胆嚢結石を有する患者における胆嚢癌の発生率は.結石を有しない患者の13.7倍であると報告されている[6] 。当グループでは.胆嚢結石と胆嚢がんを合併した 23 例が報告されている。
当グループでは.胆嚢結石23例に胆嚢がんを合併しており.同時期の胆嚢結石症例の1.5%を占めている。その中で
直径2.0cm以上の結石の患者における胆嚢癌の発生率は.1.0cm未満の結石の患者における発生率の4.3倍であった。
2.0cm以上の結石では.1.0cm未満の結石よりも胆嚢癌の発生率が4.3倍高く.特に頸部に埋没している結石では.その発生率が高かった。胆嚢癌の発生率は.結石の直径が2.0cm以上のものは1.0cm未満のものに比べて4.3倍高く.特に頸部に留まっている結石で高かった。
腫瘤や急性石灰性胆嚢炎を症状とする胆嚢癌は進行していることが多く.外科的切除率は低い。

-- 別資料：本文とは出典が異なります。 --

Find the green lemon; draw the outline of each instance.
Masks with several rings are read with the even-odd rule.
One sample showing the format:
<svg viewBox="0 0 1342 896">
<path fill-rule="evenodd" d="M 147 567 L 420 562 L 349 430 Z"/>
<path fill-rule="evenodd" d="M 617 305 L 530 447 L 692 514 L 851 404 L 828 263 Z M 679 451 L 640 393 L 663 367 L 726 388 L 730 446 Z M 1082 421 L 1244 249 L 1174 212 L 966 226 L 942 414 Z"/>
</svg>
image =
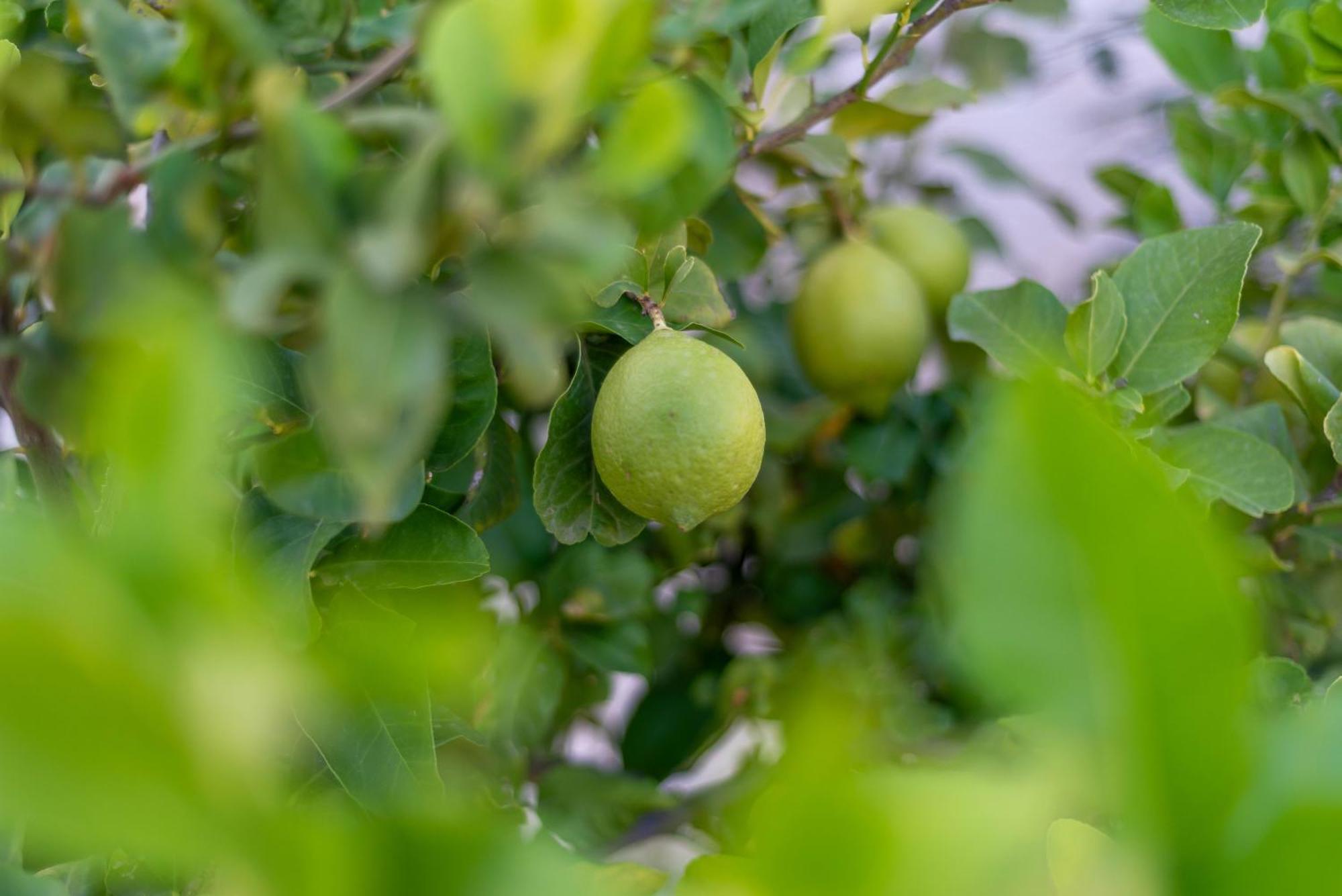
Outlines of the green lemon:
<svg viewBox="0 0 1342 896">
<path fill-rule="evenodd" d="M 722 351 L 655 330 L 607 374 L 592 412 L 592 453 L 621 504 L 692 528 L 754 483 L 764 460 L 760 396 Z"/>
<path fill-rule="evenodd" d="M 927 309 L 913 276 L 868 243 L 847 240 L 807 271 L 792 341 L 811 382 L 879 414 L 927 347 Z"/>
<path fill-rule="evenodd" d="M 909 268 L 937 314 L 969 282 L 969 240 L 953 221 L 921 205 L 892 205 L 867 215 L 872 241 Z"/>
</svg>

外科的切除率は低い。当院の症例では.77歳女性で胆嚢頸部結石が埋没していたため.外科的切除率が低い。
当院症例は77歳女性.胆嚢頚部結石嵌頓により胆嚢穿孔のため胆嚢摘出術を施行した。
この症例では,胆嚢頚部に結石が嵌頓し,胆嚢穿孔のため胆嚢摘出術を施行したが,患者の家族が再手術に難色を示し,3ヵ月後に肝転移が生じた。

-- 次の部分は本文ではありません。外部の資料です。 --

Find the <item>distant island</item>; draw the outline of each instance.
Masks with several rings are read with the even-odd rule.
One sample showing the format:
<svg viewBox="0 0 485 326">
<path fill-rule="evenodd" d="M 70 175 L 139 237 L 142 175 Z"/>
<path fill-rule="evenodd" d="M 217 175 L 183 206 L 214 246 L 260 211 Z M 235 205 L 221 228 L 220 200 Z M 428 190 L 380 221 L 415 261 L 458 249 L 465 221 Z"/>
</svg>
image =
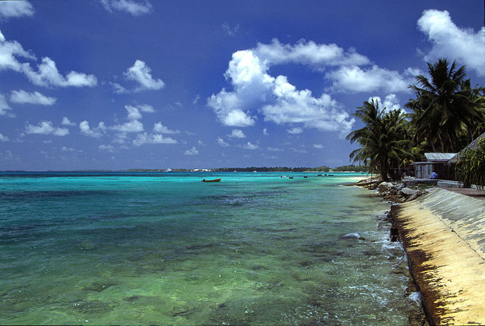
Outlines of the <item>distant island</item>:
<svg viewBox="0 0 485 326">
<path fill-rule="evenodd" d="M 335 168 L 326 166 L 316 167 L 288 167 L 288 166 L 250 166 L 250 167 L 224 167 L 213 169 L 128 169 L 125 170 L 105 169 L 78 169 L 69 171 L 48 170 L 45 172 L 79 172 L 79 173 L 159 173 L 159 172 L 368 172 L 367 165 L 343 165 Z M 5 170 L 5 173 L 28 173 L 26 170 Z M 42 172 L 42 171 L 37 171 Z"/>
</svg>

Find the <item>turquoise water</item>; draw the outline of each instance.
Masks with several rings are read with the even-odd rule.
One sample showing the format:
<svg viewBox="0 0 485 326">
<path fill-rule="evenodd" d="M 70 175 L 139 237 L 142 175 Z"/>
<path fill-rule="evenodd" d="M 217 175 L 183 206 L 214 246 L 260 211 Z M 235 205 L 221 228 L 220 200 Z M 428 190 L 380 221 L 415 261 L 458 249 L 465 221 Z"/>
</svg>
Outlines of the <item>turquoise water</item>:
<svg viewBox="0 0 485 326">
<path fill-rule="evenodd" d="M 281 174 L 0 174 L 0 324 L 405 325 L 388 205 Z"/>
</svg>

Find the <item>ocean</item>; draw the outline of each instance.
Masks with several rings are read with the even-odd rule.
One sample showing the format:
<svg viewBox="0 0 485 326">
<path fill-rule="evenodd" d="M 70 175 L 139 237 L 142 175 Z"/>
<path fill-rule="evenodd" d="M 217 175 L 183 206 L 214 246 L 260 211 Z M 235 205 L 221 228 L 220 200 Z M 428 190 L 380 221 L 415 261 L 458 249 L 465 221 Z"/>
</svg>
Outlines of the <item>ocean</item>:
<svg viewBox="0 0 485 326">
<path fill-rule="evenodd" d="M 333 174 L 1 173 L 0 324 L 406 325 L 389 204 Z"/>
</svg>

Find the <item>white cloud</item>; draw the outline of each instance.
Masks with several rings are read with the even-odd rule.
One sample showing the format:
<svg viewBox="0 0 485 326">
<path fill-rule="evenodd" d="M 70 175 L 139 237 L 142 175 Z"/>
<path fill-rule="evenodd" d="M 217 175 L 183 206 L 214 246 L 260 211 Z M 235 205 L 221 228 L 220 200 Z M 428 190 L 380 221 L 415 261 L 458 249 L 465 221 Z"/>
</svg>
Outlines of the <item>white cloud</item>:
<svg viewBox="0 0 485 326">
<path fill-rule="evenodd" d="M 20 104 L 39 104 L 41 105 L 52 105 L 55 103 L 55 97 L 46 96 L 38 92 L 28 93 L 23 89 L 12 91 L 10 94 L 10 102 Z"/>
<path fill-rule="evenodd" d="M 242 148 L 245 149 L 258 149 L 259 148 L 259 146 L 258 145 L 255 145 L 254 144 L 251 144 L 251 141 L 248 141 L 247 143 L 245 144 L 242 145 Z"/>
<path fill-rule="evenodd" d="M 192 101 L 192 103 L 195 105 L 197 104 L 197 103 L 199 101 L 200 99 L 200 95 L 197 94 L 197 95 L 195 95 L 195 97 L 194 98 L 193 101 Z"/>
<path fill-rule="evenodd" d="M 184 155 L 196 155 L 199 153 L 199 151 L 197 150 L 195 147 L 193 147 L 191 149 L 188 149 L 185 151 L 185 153 L 184 154 Z"/>
<path fill-rule="evenodd" d="M 301 132 L 303 132 L 303 128 L 301 128 L 300 127 L 294 127 L 294 128 L 292 128 L 291 129 L 287 129 L 286 132 L 288 133 L 292 134 L 292 135 L 298 135 L 298 134 L 301 134 Z"/>
<path fill-rule="evenodd" d="M 5 99 L 3 94 L 0 94 L 0 115 L 7 114 L 8 111 L 11 110 L 12 108 L 8 105 L 7 100 Z"/>
<path fill-rule="evenodd" d="M 22 72 L 23 63 L 17 58 L 35 60 L 35 56 L 25 51 L 17 41 L 7 41 L 0 31 L 0 70 L 13 70 Z"/>
<path fill-rule="evenodd" d="M 134 16 L 150 13 L 153 10 L 152 4 L 147 0 L 100 0 L 105 9 L 112 12 L 114 10 L 124 11 Z"/>
<path fill-rule="evenodd" d="M 409 69 L 403 74 L 380 68 L 377 65 L 370 69 L 358 66 L 343 66 L 328 72 L 326 78 L 333 81 L 332 88 L 340 92 L 407 92 L 409 84 L 414 82 L 414 76 L 409 76 Z"/>
<path fill-rule="evenodd" d="M 240 129 L 233 129 L 232 132 L 228 137 L 230 138 L 246 138 L 246 135 Z"/>
<path fill-rule="evenodd" d="M 94 75 L 71 71 L 64 77 L 59 73 L 55 62 L 48 57 L 42 58 L 42 62 L 37 65 L 37 69 L 38 71 L 35 71 L 28 62 L 22 65 L 24 74 L 33 84 L 37 86 L 82 87 L 93 87 L 98 84 L 98 80 Z"/>
<path fill-rule="evenodd" d="M 29 62 L 19 58 L 36 60 L 31 53 L 24 49 L 16 41 L 7 41 L 0 32 L 0 70 L 13 70 L 24 74 L 35 85 L 44 87 L 84 87 L 95 86 L 98 81 L 94 75 L 71 71 L 66 76 L 61 75 L 52 59 L 45 57 L 34 70 Z"/>
<path fill-rule="evenodd" d="M 0 18 L 33 15 L 34 7 L 29 1 L 0 1 Z"/>
<path fill-rule="evenodd" d="M 79 123 L 79 129 L 81 133 L 85 136 L 100 138 L 106 132 L 106 126 L 104 122 L 101 121 L 98 124 L 98 127 L 91 129 L 89 127 L 89 123 L 85 120 Z"/>
<path fill-rule="evenodd" d="M 178 134 L 179 132 L 180 132 L 179 130 L 173 130 L 168 128 L 168 127 L 166 127 L 165 126 L 161 124 L 161 122 L 157 122 L 153 124 L 153 131 L 155 132 L 159 132 L 161 134 L 169 135 Z"/>
<path fill-rule="evenodd" d="M 218 137 L 218 139 L 217 139 L 216 140 L 217 140 L 218 144 L 219 146 L 222 146 L 222 147 L 227 147 L 227 146 L 229 146 L 229 144 L 227 144 L 227 142 L 225 142 L 225 141 L 224 141 L 224 139 L 222 139 L 222 138 L 220 137 Z"/>
<path fill-rule="evenodd" d="M 144 130 L 143 124 L 138 120 L 130 120 L 122 124 L 112 126 L 109 129 L 122 132 L 140 132 Z"/>
<path fill-rule="evenodd" d="M 25 127 L 27 134 L 53 135 L 55 136 L 65 136 L 69 135 L 69 130 L 66 128 L 56 128 L 51 121 L 41 121 L 38 126 L 28 123 Z"/>
<path fill-rule="evenodd" d="M 302 48 L 306 44 L 302 43 Z M 263 114 L 265 121 L 279 124 L 301 123 L 307 127 L 346 135 L 355 120 L 329 95 L 324 94 L 315 98 L 308 89 L 297 89 L 288 83 L 286 76 L 274 78 L 267 74 L 273 63 L 271 60 L 277 63 L 304 60 L 310 62 L 311 55 L 304 55 L 303 50 L 293 54 L 292 48 L 288 49 L 275 41 L 270 45 L 272 52 L 268 49 L 270 46 L 265 48 L 260 44 L 256 50 L 233 53 L 224 76 L 231 82 L 233 92 L 222 89 L 207 99 L 207 105 L 222 123 L 229 126 L 253 126 L 256 117 L 252 116 L 251 110 L 257 110 Z M 276 52 L 280 50 L 283 53 L 278 56 Z M 261 55 L 264 59 L 258 57 L 259 53 L 263 53 Z M 324 61 L 317 58 L 315 60 L 320 63 Z"/>
<path fill-rule="evenodd" d="M 109 82 L 109 84 L 113 87 L 113 92 L 114 92 L 115 94 L 126 94 L 129 92 L 126 88 L 123 87 L 118 83 Z"/>
<path fill-rule="evenodd" d="M 114 151 L 114 147 L 113 145 L 104 145 L 101 144 L 98 146 L 98 149 L 100 151 L 106 151 L 109 153 L 113 153 Z"/>
<path fill-rule="evenodd" d="M 146 132 L 138 134 L 133 139 L 133 145 L 139 146 L 145 144 L 177 144 L 177 140 L 170 137 L 164 137 L 161 134 L 148 135 Z"/>
<path fill-rule="evenodd" d="M 114 139 L 112 140 L 114 143 L 125 144 L 128 139 L 128 134 L 126 132 L 118 132 L 114 135 Z"/>
<path fill-rule="evenodd" d="M 67 117 L 62 117 L 61 124 L 64 126 L 76 126 L 76 123 L 72 122 Z"/>
<path fill-rule="evenodd" d="M 384 110 L 385 108 L 385 112 L 390 112 L 393 110 L 399 110 L 401 108 L 400 104 L 399 104 L 399 98 L 394 94 L 389 94 L 384 98 L 384 101 L 380 98 L 380 96 L 371 96 L 367 100 L 370 103 L 371 100 L 374 100 L 379 105 L 379 109 Z"/>
<path fill-rule="evenodd" d="M 418 28 L 425 33 L 432 46 L 424 56 L 427 62 L 447 57 L 457 60 L 485 76 L 485 27 L 475 32 L 457 26 L 446 11 L 427 10 L 418 20 Z"/>
<path fill-rule="evenodd" d="M 257 56 L 271 65 L 299 63 L 315 68 L 326 66 L 361 65 L 370 63 L 365 56 L 355 49 L 345 51 L 335 44 L 317 44 L 313 41 L 299 41 L 294 45 L 282 44 L 276 39 L 272 43 L 258 43 L 255 49 Z"/>
<path fill-rule="evenodd" d="M 139 104 L 136 105 L 136 108 L 138 108 L 138 109 L 140 110 L 142 112 L 153 113 L 155 112 L 155 110 L 153 108 L 153 107 L 148 104 Z"/>
<path fill-rule="evenodd" d="M 132 105 L 125 105 L 125 110 L 128 112 L 127 118 L 130 120 L 138 120 L 141 119 L 141 114 L 138 110 L 138 108 Z"/>
<path fill-rule="evenodd" d="M 151 71 L 152 69 L 144 62 L 137 60 L 124 74 L 129 80 L 140 84 L 135 89 L 135 92 L 157 90 L 164 88 L 165 83 L 161 79 L 153 79 Z"/>
</svg>

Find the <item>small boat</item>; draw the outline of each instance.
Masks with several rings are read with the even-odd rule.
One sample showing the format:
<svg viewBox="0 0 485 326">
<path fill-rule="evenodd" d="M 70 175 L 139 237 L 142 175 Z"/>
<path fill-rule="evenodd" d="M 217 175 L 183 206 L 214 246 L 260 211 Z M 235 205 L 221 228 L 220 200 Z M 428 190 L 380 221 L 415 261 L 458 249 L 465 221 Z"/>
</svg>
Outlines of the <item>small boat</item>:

したがって.ハイリスクな胆石症患者には術中凍結保存が必要である。
胆嚢癌と診断されたら即.根治手術である。我々は以下のものを胆嚢癌のハイリスク因子として考えている。
(1) 再発性胆嚢炎および胆嚢結石。
(2) 年齢60歳以上.10年以上の胆嚢結石の既往 (3) 径2.0cm以上の胆嚢石
(3) 直径2.0cm以上の胆石.または胆嚢の萎縮を伴うもの (4) 胆嚢頸部の陥没を伴うもの
(5) 胆嚢壁の肥厚を伴う胆嚢結石; (6) Mirizzi 症候群
(6) Mirizzi症候群;(7)胆嚢摘出術後。
参考文献
[1 ] 石井菁仙. 中国における胆嚢癌の発生率と外科的管理. Journal of Hepatobiliary and Pancreatic Surgery,
1999 ,11 (1):51253.
[2 ] 于云.崔東旭. 画像による胆嚢癌の早期診断。中国実用外科ジャーナル。
1997 ,17 (9):5262527.
[3】 山口和彦.千々岩和彦.斉木聡.他:胆嚢癌手術70例のレトロスペクティブ解析
胆嚢癌に対する70例の手術のレトロスペクティブな解析。
[4 ] 島田秀雄.遠藤一郎.東郷晋一郎.他:胆嚢癌におけるリンパ節郭清の役割。
Carcer ,1997 ,79 (5):8922899.
[ 5 ]石菁仙。胆嚢癌と胆嚢結石の研究。中国肝胆膵外科学会誌,2001 ,7
(2):1162118.
[6】鄒承権.張琳. 胆嚢癌の全国臨床疫学調査報告。中国実用外科学会誌
中国実用外科学会誌.2000 ,20 (1):43245.
[He Xiaojun (1967 – ), 男性, Attending Physician.